I don't have one, but You can buy a bottom pan to separate them in to two areas. Like this (It's for a ferret nation though) - http://www.ferret.com/item/replacement-pan-for-ferret-nation-bottom-pan/630504/

However it's expensive, what I've seen some people do is take the ramps and zip tie them to the bottom of the opening and cover the wire floor with fleece or a towel then put the pan on top of it.

You could also make a coroplast pan which would be cheaper then buying the bottom pan.

Some also use heavy pieces of tile or brick bigger then the opening to seal it off. (Some do this along with the zip-tieing ramp under neath it trick to make sure they really can't get through it)

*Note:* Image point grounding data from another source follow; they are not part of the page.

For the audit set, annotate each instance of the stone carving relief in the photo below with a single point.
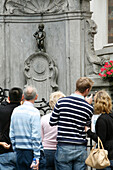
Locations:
(34, 6)
(44, 6)
(92, 60)
(40, 70)
(40, 37)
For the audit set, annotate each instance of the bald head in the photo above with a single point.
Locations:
(30, 93)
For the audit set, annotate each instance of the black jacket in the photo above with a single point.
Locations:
(6, 110)
(104, 129)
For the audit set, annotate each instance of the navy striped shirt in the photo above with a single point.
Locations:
(71, 114)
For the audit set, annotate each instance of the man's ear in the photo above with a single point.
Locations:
(36, 96)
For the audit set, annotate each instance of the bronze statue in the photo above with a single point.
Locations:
(40, 36)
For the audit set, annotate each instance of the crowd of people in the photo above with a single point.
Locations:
(57, 140)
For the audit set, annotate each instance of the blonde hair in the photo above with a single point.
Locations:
(102, 102)
(54, 98)
(84, 83)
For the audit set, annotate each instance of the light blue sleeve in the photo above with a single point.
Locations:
(11, 132)
(36, 134)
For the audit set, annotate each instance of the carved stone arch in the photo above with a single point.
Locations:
(40, 71)
(34, 6)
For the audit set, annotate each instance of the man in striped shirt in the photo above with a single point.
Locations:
(25, 131)
(71, 114)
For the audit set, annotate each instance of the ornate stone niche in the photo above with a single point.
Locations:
(40, 71)
(93, 62)
(34, 6)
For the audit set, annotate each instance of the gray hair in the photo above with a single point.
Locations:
(30, 92)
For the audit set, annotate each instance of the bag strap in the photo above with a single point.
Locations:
(100, 142)
(4, 129)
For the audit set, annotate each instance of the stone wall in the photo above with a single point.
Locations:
(69, 44)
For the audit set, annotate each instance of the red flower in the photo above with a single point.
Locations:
(104, 75)
(107, 70)
(109, 73)
(109, 65)
(106, 66)
(102, 69)
(100, 74)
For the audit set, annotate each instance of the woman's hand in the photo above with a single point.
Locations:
(5, 145)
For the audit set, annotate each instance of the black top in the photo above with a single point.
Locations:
(6, 110)
(104, 129)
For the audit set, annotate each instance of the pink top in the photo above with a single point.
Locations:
(49, 133)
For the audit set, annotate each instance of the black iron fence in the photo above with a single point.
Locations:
(42, 105)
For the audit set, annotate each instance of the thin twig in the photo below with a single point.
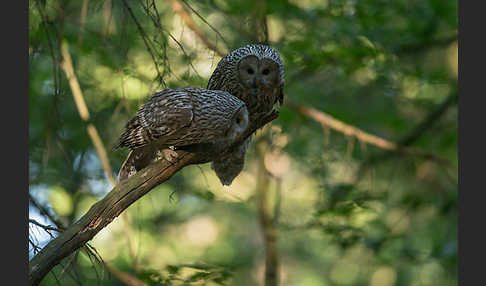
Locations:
(413, 136)
(67, 67)
(267, 223)
(144, 38)
(327, 121)
(179, 9)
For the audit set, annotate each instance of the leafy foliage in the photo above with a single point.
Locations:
(381, 66)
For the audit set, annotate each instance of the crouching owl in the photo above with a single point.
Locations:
(180, 117)
(255, 74)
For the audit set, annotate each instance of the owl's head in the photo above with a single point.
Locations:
(239, 123)
(258, 73)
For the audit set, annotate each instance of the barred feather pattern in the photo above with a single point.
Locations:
(180, 117)
(226, 77)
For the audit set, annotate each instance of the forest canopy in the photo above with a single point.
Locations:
(356, 180)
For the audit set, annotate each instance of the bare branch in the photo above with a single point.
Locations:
(121, 197)
(124, 277)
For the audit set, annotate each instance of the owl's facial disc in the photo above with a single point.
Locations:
(240, 122)
(249, 72)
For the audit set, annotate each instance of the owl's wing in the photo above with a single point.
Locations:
(280, 95)
(216, 80)
(162, 121)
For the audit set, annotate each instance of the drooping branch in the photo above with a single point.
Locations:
(266, 216)
(67, 67)
(327, 121)
(179, 9)
(117, 200)
(413, 136)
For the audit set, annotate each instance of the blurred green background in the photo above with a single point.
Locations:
(382, 66)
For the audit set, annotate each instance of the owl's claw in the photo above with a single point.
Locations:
(167, 154)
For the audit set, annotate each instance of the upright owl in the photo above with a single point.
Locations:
(180, 117)
(255, 74)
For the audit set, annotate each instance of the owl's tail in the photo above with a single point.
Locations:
(136, 160)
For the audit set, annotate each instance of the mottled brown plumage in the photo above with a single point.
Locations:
(255, 74)
(180, 117)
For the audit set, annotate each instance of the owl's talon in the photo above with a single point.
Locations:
(169, 155)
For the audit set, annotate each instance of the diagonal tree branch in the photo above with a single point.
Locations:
(121, 197)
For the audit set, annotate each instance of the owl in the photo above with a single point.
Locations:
(178, 117)
(255, 74)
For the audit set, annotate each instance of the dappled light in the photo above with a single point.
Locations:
(354, 183)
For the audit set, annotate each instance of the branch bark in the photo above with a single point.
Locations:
(117, 200)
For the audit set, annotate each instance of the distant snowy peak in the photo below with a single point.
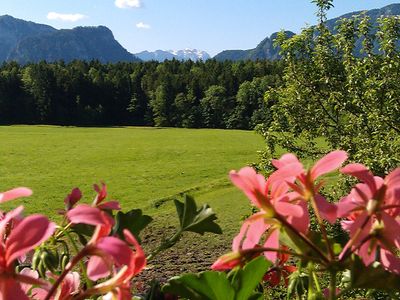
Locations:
(161, 55)
(192, 54)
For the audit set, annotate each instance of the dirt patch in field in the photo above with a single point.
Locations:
(193, 253)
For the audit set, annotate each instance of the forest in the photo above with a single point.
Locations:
(187, 94)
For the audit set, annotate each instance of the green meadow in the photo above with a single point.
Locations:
(142, 167)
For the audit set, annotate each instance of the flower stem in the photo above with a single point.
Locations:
(332, 286)
(304, 238)
(322, 228)
(67, 269)
(82, 265)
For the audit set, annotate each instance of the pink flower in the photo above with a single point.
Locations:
(273, 200)
(68, 288)
(371, 210)
(119, 286)
(105, 251)
(307, 187)
(25, 236)
(281, 270)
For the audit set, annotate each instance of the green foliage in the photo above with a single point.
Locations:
(372, 277)
(196, 220)
(239, 285)
(172, 93)
(332, 92)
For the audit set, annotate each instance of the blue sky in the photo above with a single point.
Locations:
(210, 25)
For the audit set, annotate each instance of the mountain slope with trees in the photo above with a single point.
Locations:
(267, 50)
(26, 42)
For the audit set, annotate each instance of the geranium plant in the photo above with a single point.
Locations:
(277, 245)
(92, 253)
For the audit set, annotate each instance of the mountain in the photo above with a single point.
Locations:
(12, 31)
(161, 55)
(24, 42)
(266, 49)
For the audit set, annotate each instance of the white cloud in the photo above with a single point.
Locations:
(65, 17)
(142, 25)
(128, 3)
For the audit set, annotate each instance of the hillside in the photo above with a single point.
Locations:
(266, 49)
(24, 42)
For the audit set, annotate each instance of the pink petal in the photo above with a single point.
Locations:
(86, 214)
(238, 240)
(345, 206)
(328, 210)
(98, 267)
(39, 294)
(346, 225)
(289, 209)
(31, 273)
(28, 234)
(362, 173)
(368, 257)
(301, 223)
(15, 193)
(254, 232)
(272, 242)
(8, 217)
(252, 184)
(328, 163)
(391, 229)
(11, 290)
(117, 248)
(110, 205)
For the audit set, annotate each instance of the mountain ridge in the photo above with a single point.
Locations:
(266, 49)
(26, 41)
(162, 55)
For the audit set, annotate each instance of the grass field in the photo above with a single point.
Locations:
(141, 166)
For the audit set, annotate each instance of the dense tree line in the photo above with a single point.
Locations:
(182, 94)
(329, 91)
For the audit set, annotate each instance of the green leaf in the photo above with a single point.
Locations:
(133, 220)
(246, 280)
(373, 277)
(218, 285)
(196, 220)
(206, 285)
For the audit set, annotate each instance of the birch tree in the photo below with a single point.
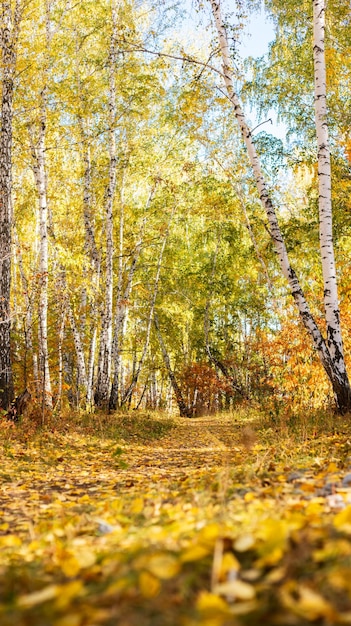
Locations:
(330, 352)
(105, 352)
(8, 40)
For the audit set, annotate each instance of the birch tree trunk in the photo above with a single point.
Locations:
(137, 368)
(339, 381)
(39, 168)
(82, 382)
(122, 307)
(331, 301)
(8, 40)
(105, 352)
(184, 409)
(28, 320)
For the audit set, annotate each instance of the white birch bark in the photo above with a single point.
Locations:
(331, 302)
(28, 319)
(39, 168)
(81, 367)
(184, 409)
(8, 40)
(319, 343)
(122, 307)
(138, 366)
(105, 352)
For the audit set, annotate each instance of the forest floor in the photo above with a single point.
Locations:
(139, 521)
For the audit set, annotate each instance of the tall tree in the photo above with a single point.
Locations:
(331, 301)
(8, 41)
(332, 361)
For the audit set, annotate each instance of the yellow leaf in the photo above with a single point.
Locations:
(249, 497)
(209, 533)
(38, 597)
(163, 566)
(149, 585)
(69, 620)
(85, 557)
(67, 592)
(10, 541)
(237, 589)
(305, 602)
(137, 506)
(229, 563)
(70, 566)
(211, 604)
(195, 553)
(244, 543)
(342, 520)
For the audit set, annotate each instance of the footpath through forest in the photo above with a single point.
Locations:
(140, 521)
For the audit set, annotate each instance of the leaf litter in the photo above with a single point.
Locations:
(207, 522)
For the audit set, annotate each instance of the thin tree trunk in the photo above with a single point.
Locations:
(8, 39)
(39, 168)
(331, 301)
(81, 368)
(184, 410)
(138, 367)
(105, 353)
(122, 310)
(28, 319)
(340, 385)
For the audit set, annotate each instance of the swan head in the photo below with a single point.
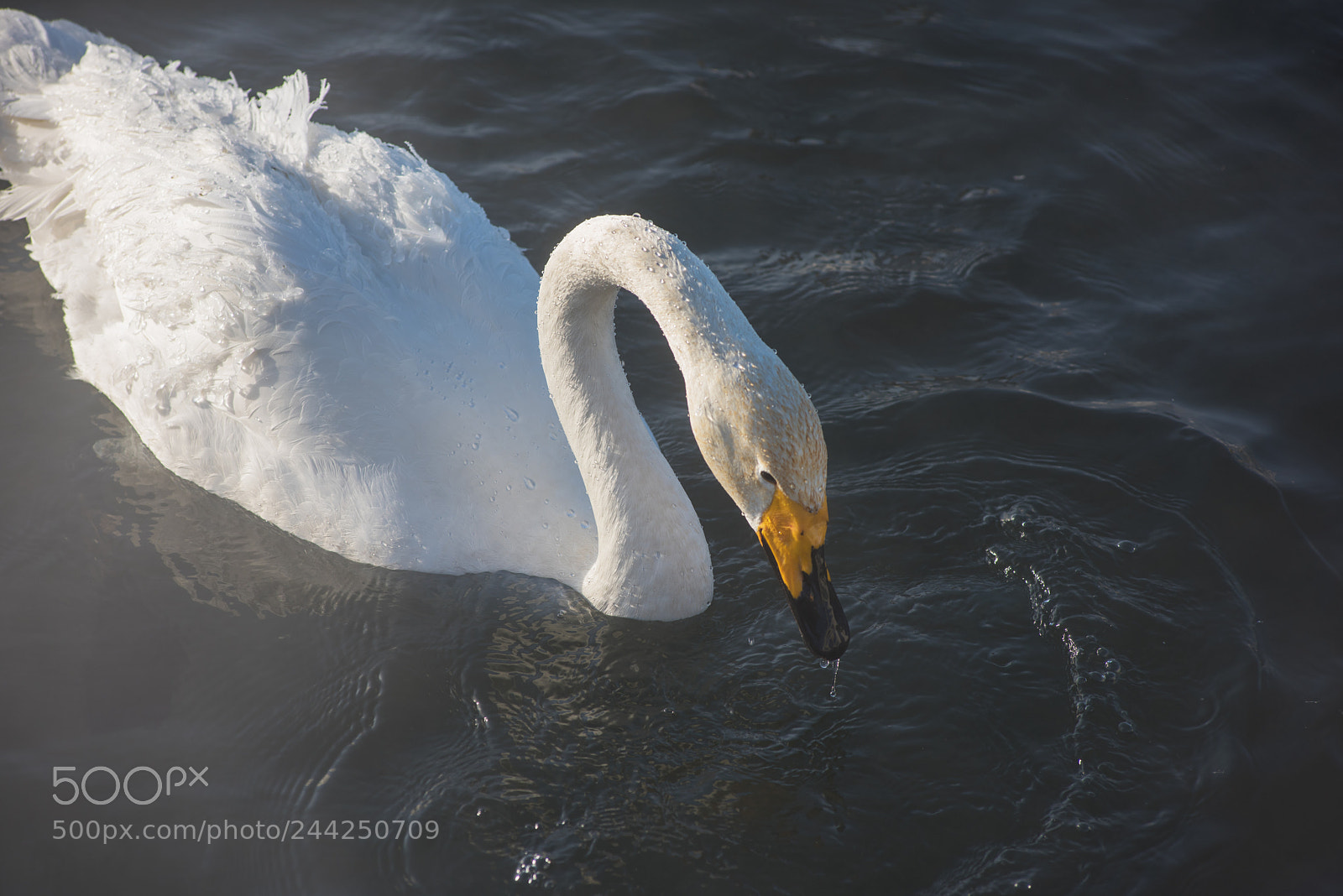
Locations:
(762, 438)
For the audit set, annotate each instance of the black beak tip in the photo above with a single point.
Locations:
(819, 616)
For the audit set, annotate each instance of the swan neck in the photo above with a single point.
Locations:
(653, 561)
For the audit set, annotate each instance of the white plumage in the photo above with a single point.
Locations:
(326, 331)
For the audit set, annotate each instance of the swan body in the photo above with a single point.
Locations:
(326, 331)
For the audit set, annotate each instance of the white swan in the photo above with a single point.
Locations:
(326, 331)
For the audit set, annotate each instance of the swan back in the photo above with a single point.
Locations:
(312, 324)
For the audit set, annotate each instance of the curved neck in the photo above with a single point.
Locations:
(653, 561)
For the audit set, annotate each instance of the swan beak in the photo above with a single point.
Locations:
(796, 538)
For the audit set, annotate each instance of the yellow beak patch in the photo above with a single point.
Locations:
(790, 531)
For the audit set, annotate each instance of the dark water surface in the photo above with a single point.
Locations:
(1064, 280)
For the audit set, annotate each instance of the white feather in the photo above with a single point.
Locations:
(326, 331)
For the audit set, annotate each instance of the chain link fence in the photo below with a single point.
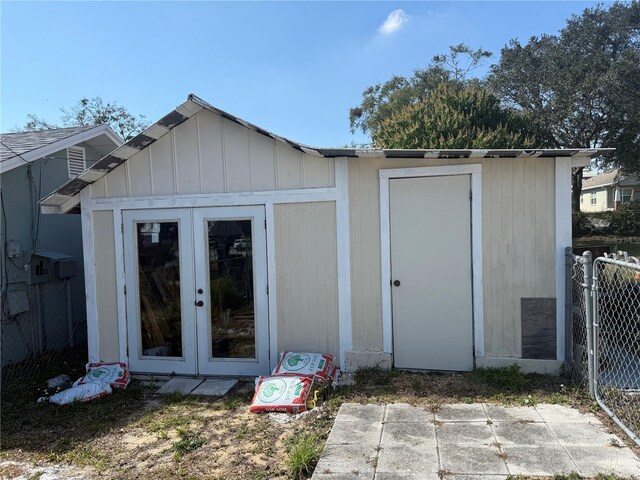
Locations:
(44, 331)
(603, 305)
(616, 287)
(577, 363)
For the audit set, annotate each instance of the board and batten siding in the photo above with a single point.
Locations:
(518, 228)
(106, 296)
(307, 278)
(209, 154)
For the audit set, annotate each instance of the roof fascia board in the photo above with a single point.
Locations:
(61, 144)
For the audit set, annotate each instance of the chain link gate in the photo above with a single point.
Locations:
(616, 335)
(603, 323)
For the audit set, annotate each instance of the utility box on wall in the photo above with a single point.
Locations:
(48, 264)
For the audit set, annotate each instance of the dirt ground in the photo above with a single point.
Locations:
(136, 434)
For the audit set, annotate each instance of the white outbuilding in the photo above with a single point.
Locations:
(211, 244)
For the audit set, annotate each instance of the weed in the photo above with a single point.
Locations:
(303, 452)
(231, 404)
(507, 378)
(374, 376)
(571, 476)
(188, 442)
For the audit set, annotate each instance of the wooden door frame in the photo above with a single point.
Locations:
(230, 366)
(475, 171)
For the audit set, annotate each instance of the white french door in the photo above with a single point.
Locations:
(197, 290)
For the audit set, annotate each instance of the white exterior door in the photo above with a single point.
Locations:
(197, 290)
(231, 290)
(430, 235)
(160, 284)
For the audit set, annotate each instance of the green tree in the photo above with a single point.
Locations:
(454, 116)
(381, 100)
(93, 111)
(581, 87)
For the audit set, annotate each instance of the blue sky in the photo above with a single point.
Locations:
(294, 68)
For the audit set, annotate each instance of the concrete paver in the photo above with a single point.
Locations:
(398, 434)
(216, 387)
(498, 413)
(569, 434)
(459, 433)
(469, 442)
(401, 412)
(462, 412)
(355, 433)
(357, 460)
(472, 459)
(406, 460)
(516, 433)
(182, 385)
(538, 460)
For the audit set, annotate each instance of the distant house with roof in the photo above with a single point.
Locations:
(42, 297)
(607, 191)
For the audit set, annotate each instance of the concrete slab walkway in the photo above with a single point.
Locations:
(469, 441)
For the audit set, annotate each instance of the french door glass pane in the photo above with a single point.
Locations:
(233, 332)
(159, 287)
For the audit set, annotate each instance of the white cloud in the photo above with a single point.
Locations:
(394, 22)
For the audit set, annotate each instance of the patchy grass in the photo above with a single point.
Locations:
(188, 442)
(510, 379)
(303, 450)
(135, 434)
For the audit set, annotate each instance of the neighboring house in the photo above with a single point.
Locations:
(212, 244)
(43, 305)
(608, 191)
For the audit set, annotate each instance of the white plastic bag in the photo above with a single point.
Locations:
(82, 393)
(115, 374)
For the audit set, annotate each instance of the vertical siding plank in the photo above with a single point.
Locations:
(99, 188)
(237, 157)
(317, 171)
(106, 299)
(161, 161)
(306, 269)
(263, 162)
(116, 182)
(289, 165)
(140, 174)
(187, 163)
(211, 152)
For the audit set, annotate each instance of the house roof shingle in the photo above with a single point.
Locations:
(67, 194)
(20, 143)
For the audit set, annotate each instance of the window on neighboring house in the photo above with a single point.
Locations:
(75, 161)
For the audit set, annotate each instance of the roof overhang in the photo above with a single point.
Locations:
(87, 136)
(67, 196)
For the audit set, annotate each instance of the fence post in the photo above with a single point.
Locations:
(569, 260)
(587, 268)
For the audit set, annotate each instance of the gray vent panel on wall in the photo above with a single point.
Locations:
(538, 328)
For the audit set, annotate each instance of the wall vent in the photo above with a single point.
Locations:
(75, 161)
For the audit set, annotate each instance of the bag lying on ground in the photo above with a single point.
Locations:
(319, 366)
(282, 393)
(82, 393)
(115, 374)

I'm sure there are other more "professional" ways though. These are just what I know of, or make sense. I'm sure someone with a critter nation like this can give you a more descriptive answer.


----------



## TachisMom (Oct 17, 2012)

Thank you for your answer! Where I would be separating males and females I wouldn't want to take any chances....NO BABIES!


----------



## Nenn (Nov 13, 2007)

we have a ladder blocking the way, I dont know how to explain it xD

The ladder is attached to the wall, and then lifted up, and hooked with a hook, but it could be done with some wire aswell 
and then we just switched our bottom pan, with the upper one. So that no feet were bitten 

http://i.ebayimg.com/t/Lot-of-3-Midwest-Ferret-Nation-Critter-Nation-Ramps-Ladders-Replacement-Extra-/00/s/MTIwMFgxNjAw/$T2eC16h,!)QE9s3HG+UyBQNCpYRPIw~~60_12.JPG


----------



## Poodlepalooza (Aug 9, 2012)

Yes, the double is made so that the ladder can close off the opening when used as two living areas. No need to incur expense of buying a single and add on unit as that is typically more expensive than the double unit. I close mine 3 girls I one section or another when I clean the cage & change all the liners and have never had anyone get through to the other level when closed off!


----------



## TachisMom (Oct 17, 2012)

Thank you all so much for your input! I didn't want to spend the money and find out that I needed to buy a single with an add on. To be honest, i would love to buy two, one for the boys and one for the girls, but space does not allow for such things


----------